I know this is just further proof that there is something else going on with her, but I am just amazed that she would look me in the face and flat out lie. Why bring up the letter at all?????

 

Re: Worse than ever -- UPDATE -- One more thing

Posted by TherapyGirl on February 23, 2009, at 19:45:04

In reply to Re: Worse than ever -- UPDATE, posted by TherapyGirl on February 23, 2009, at 19:40:45

In the worst possible way, I want to call her up and say, "You know, you were right. Mental illness is NOT an excuse for bad behavior. It's also not an excuse for LYING."

And, of course, I won't do that. Because I don't believe either statement and it makes me crazy every time I hear her saying that in my head. But how is my behavior, which was bad (and during a breakdown) worse than her lying?????? She is not a liar.

 

Re: Worse than ever -- UPDATE » TherapyGirl

Posted by SLS on February 23, 2009, at 19:45:13

In reply to Re: Worse than ever -- UPDATE, posted by TherapyGirl on February 23, 2009, at 19:40:45

(((((TherapyGirl)))))

No particular reason.

:-)


- Scott

 

Re: Worse than ever -- UPDATE » SLS

Posted by TherapyGirl on February 23, 2009, at 20:22:20

In reply to Re: Worse than ever -- UPDATE » TherapyGirl, posted by SLS on February 23, 2009, at 19:45:13

Thanks, Scott. You are a total sweetheart. I should look for more friends like you and fewer like her.

 

Re: Worse than ever -- UPDATE » TherapyGirl

Posted by DAisym on February 24, 2009, at 0:25:00

In reply to Re: Worse than ever -- UPDATE » SLS, posted by TherapyGirl on February 23, 2009, at 20:22:20

OK - so I'm going to say something that stinks.

Sometimes being a good friend means letting your friends be bad friends. Take the high road, try to give her a lot of space and wait for her to come to her senses and miss you. My best guess is that your break down caused a cascade reaction in her and something snapped.

It is not your fault. But just as you couldn't help yourself, neither can she right now. So be kind to her, even though she wasn't kind to you.

I know she doesn't deserve this. But I believe it is the kindest thing you can do for yourself. Otherwise you are torturing yourself by trying to figure out how to convince her that she should still be your friend. She isn't hearing you nor is this a seemingly rational decision. This sounds like a very old, very deeply buried emotional response. You frightened her and now she has to rebuild herself before she can remember the depth of your friendship. Everything you learn about her right now is going to hurt you. Why are you walking her dog? Don't keep checking on the envelope, or better yet, if you can, take it back without her knowing where it went. Don't grovel, don't beg. You've apologized, explained and told her you love her. Now step back.

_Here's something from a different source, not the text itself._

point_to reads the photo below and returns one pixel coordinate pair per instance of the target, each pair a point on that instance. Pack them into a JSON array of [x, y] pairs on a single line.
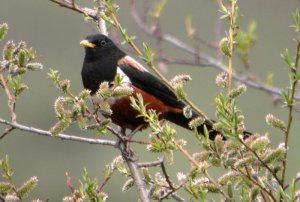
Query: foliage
[[252, 170]]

I know it hurts like hell and is so unfair. I've had this experience. Three years (yes, years) my friend came and apologized. She said, "it was never your fault and I'm sorry. I was stupid."
I'm sorry to say, we were never that close again. But nothing I would have said at that point would have mattered.

I wish we lived close so would could close ranks and guard you from all this pain. But at least we are here and you aren't alone.